Liquid Crystalline Soft Matter

Wearable technology


A rapidly growing trend constituting an enticing convergence science challenge is the transfer of high technology into the clothes we wear or other textiles surrounding us in our daily lives. The implications of this development are enormous and as our textile materials turn smarter, providing advanced functions that we today would not at all connect to textiles, we may expect a fundamental change to our society and the way we live. This is one of the reasons why the research field brings together an exceptionally broad range of actors, ranging from natural scientists and engineers to psychologists, designers and artists.

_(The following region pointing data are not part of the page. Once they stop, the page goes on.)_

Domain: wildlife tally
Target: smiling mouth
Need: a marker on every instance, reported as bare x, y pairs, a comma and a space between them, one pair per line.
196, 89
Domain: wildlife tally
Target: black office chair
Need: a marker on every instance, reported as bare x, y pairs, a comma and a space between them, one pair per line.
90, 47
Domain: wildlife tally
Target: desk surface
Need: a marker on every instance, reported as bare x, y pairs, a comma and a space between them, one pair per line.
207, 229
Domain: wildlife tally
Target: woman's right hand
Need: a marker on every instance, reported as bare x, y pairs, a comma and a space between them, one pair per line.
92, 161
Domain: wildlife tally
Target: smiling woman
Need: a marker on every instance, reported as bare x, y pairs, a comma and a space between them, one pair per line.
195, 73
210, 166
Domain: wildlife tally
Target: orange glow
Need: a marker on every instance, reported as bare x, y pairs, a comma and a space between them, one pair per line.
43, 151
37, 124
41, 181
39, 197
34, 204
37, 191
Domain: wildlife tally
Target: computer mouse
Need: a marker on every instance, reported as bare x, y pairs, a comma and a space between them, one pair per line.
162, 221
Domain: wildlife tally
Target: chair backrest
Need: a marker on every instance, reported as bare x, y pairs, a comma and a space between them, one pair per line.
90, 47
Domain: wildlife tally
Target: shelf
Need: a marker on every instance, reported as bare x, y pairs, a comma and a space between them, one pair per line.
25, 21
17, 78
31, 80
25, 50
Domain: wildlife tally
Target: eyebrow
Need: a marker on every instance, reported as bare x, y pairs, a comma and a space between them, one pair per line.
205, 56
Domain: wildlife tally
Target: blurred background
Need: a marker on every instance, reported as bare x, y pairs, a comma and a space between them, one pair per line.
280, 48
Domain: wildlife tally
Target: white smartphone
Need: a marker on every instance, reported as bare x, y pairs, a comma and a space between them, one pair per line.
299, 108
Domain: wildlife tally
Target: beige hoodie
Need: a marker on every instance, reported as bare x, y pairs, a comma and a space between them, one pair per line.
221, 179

The field has developed tremendously in the last few years with several large companies now offering the first simple mass produced items that can be regarded as wearable technology, primarily in the field of sports clothing and shoe wear. Several small companies specializing on wearable technology and smart textiles have also emerged, many offering products for sale, albeit on a smaller scale. In academia we find strong activities around the world at several art and design institutions as well as at interdisciplinary and some traditional scientific research institutions.

It is the ambition for the work in the SNM lab on production of functional and responsive composite fibers by electrospinning to provide new smart textile materials that can find use in wearable technology. This research thrust has just started and it will be exciting to see how in particular liquid crystal-functionalized textiles can be used in this context. To this end, we are starting up a collaboration with Prof. Younghui Kim, Hongik University, an artist and researcher at the very forefront of the development in wearable technology art.